My children’s great great grandparents, Patrick and Katie Fleming, came to America from Ireland during the potato famine, probably passing through Ellis Island with hundreds of other brave people risking it all to find a better life in America. (I wonder what they would think of the state of things in this country now?) One of boys once joked that “I’m more Irish than you are.” That sounded like a great T-shirt slogan to me. At any rate, we all celebrate St. Patrick’s Day with a big family meal, usually roasted corned beef (yes, I like mine roasted) and cabbage and mashed. (I have learned that the Irish themselves don’t think much of corned beef, since it hearkens to the days when beef about to go bad had to be salted and preserved before it was completely rotten.) The kids love soda bread, and there seem to be a lot of different recipes out there. Some call for buttermilk or sour milk, some don’t. Some have raisins or currants, and I have seen at least one that calls for caraway seeds. My daughter Kelsey made a great loaf this year that had eggs, which gave it a very tender crumb. This is the recipe that I gave Amos when he asked for it this year.
Irish Soda Bread
- 3 cups flour (I usually use 2 cups white and 1 cup whole wheat)
- 1/4 cup sugar
- 1 teaspoon soda
- 1/4 teaspoon salt
- 1/4 cup butter, cut into small pieces (please, no margarine)
- 1 1/4 to 1 1/2 cup buttermilk
- 1/2 cup raisin, chopped, or currants
Heat oven to 425 degrees. I hope you have a baking stone, otherwise, you can use an iron skillet (and I hope you have one of those, too!) or a baking sheet. Put the flour, sugar, soda, and salt into a bowl. Cut in the butter (with a pastry blender — get one; you can’t cook as well without the proper tools) til it looks like crumbs.
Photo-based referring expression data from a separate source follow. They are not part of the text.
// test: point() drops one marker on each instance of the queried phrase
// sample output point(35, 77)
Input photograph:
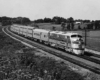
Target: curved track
point(86, 61)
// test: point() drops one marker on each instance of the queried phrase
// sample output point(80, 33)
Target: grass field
point(18, 62)
point(92, 39)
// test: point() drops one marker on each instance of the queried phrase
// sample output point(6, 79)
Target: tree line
point(71, 22)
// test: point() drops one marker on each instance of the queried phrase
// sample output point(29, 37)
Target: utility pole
point(85, 36)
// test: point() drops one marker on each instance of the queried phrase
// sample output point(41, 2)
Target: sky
point(36, 9)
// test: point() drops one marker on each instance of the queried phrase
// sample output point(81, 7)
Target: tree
point(63, 25)
point(71, 23)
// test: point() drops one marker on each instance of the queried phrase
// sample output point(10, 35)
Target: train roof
point(63, 33)
point(41, 30)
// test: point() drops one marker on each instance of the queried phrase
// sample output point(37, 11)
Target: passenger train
point(71, 42)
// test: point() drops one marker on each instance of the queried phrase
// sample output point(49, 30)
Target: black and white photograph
point(49, 40)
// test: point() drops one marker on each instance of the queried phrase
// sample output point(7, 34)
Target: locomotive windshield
point(73, 36)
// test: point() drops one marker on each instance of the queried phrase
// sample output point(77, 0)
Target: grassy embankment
point(17, 62)
point(92, 39)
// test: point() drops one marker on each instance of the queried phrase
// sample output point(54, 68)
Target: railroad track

Stir in the raisins, and then add the buttermilk. Stir until a stiff dough forms (but don’t overmix). On a lightly floured countertop, knead about 6 strokes to form into a large ball. Put it onto the stone, and flatten it out slightly. With a sharp knife, slash a cross into the top. Bake about 35 minutes, until it is nice and brown and sounds slightly hollow when you tap it. It’s really good hot slathered with real butter. If you’ve got the money, go to a gourmet grocer and look for some imported Irish butter.
“For food in a world where many walk in hunger, for faith in world where many walk in fear, for friends in a world where many walk alone, We thank Thee, O Lord.”